Today, my colleagues stumbled upon a strange behavior in one of our projects. I won’t go into all the details about it, but it let me think about how Sitecore indexes fields and how it can be improved. We use Solr, so at this stage, I don’t know if this applies to Lucene as well, but I guess it does.
We typically auto generate our domain model from a TDS project using a T4 template. Having that, we can easily map all Sitecore template fields to typed properties in our domain model and we can also map those to the fields in a Solr index. This means we can use the same model when using the ContentSearch API as well as with the traditional API. We can also lazy load fields from the original item if they are not marked as stored
in the index.
Part of today’s strange behavior was that html and rich text fields are not stored properly, at least not in my opinion. Looking at the Sitecore.ContentSearch.Solr.DefaultIndexConfiguration.config
file, we see that text fields, such as “html”, “rich text”, “single-line text” etc are treated as “text” field types. Those are then typically configured with stemming and other text analyzers in Solr.
Further down that config file, we have field readers, such as NumericFieldReader
, DateFieldReader
etc, that converts the raw value of a Sitecore field into a index suitable value. Here we find that “html” and “rich text” is using a RichTextFieldReader
. That little class gets the plain text from a rich text field and thereafter it’s treated as any other text string.
I think that’s not a very good idea for two reasons.
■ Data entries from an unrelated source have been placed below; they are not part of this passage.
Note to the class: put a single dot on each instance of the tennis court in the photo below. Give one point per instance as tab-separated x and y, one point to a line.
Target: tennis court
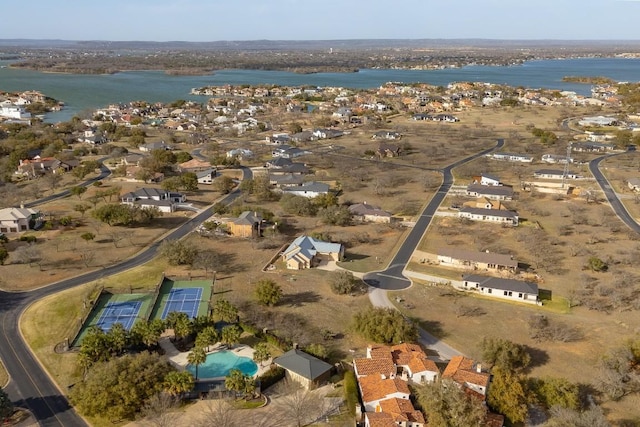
119	312
185	300
186	296
113	308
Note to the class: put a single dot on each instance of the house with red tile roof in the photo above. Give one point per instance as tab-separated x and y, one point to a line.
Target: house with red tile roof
394	413
376	388
407	361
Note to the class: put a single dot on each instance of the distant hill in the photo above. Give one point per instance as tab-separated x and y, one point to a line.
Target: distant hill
355	44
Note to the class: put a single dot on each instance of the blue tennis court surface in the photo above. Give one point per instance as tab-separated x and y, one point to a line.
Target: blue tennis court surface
119	312
185	300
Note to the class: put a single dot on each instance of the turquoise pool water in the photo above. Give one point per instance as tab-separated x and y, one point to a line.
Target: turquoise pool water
220	363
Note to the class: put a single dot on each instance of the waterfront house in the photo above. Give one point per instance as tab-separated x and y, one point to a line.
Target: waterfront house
303	368
463	258
514	290
307	252
14	220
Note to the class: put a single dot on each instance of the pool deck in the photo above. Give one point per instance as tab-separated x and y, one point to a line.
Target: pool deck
179	359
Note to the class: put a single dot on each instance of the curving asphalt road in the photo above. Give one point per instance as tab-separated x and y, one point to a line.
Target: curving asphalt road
392	278
610	194
30	386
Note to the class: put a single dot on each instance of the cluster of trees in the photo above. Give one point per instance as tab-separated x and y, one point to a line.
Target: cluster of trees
117	389
325	206
121	214
546	137
384	325
512	391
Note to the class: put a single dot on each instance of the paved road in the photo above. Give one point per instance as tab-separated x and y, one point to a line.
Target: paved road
392	278
610	194
29	385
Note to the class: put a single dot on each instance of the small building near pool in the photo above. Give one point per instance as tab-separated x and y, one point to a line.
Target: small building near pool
304	368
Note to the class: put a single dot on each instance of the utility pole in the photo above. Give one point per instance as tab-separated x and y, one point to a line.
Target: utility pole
565	172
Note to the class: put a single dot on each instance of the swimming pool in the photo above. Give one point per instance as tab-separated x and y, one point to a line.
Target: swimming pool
219	364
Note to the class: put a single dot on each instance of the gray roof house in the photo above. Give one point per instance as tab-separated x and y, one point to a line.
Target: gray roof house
515	290
303	368
308	189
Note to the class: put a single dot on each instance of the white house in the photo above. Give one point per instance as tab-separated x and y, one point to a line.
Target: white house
206	176
14	220
12	111
493	192
514	290
511	157
308	189
555	158
500	216
307	252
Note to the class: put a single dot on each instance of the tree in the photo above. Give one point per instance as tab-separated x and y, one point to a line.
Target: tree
77	191
230	335
268	292
508	395
178	252
94	348
384	325
178	382
117	338
180	323
556	392
4	254
562	417
343	282
239	382
161	410
596	264
224	311
207	337
446	405
6	406
617	374
87	236
173	183
189	181
197	357
504	354
224	184
82	208
261	353
147	333
119	388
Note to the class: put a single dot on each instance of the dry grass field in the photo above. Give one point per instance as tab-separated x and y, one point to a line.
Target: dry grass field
557	236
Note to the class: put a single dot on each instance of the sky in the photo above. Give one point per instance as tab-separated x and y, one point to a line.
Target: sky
216	20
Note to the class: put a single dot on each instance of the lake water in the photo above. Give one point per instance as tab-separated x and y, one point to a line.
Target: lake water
88	92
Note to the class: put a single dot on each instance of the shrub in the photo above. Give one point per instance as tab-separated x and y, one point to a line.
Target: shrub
351	391
271	377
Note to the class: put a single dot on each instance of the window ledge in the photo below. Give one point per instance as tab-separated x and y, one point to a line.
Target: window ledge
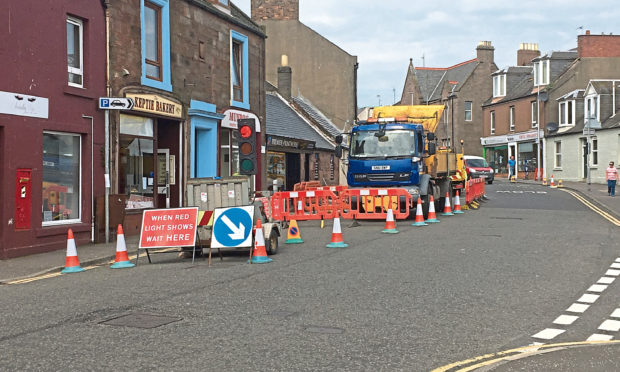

First, the html stripper is really simple. It basically just removes <tags>, so for example a script block fall through. Secondly, since it’s treated as a text field, it’s stored
in the index by default. But since it’s a processed value by the RichTextFieldReader
, it’s just a complete waste of index space. It can’t be used for anything since it’s no longer its original value.
To solve this, we can change this to a separate dynamic field type in the Solr config, that works similar to the text field type, but has an html analyzer, such as the solr.HTMLStripCharFilterFactory
. That one is more advanced than the RichTextFieldReader
and by moving the html analyzing part to the Solr server, we can make use of a correct index stored value (or easily opt-out all those fields), since we can send the original value from Sitecore using the DefaultFieldReader
instead. We also ease the load of the web server a little bit.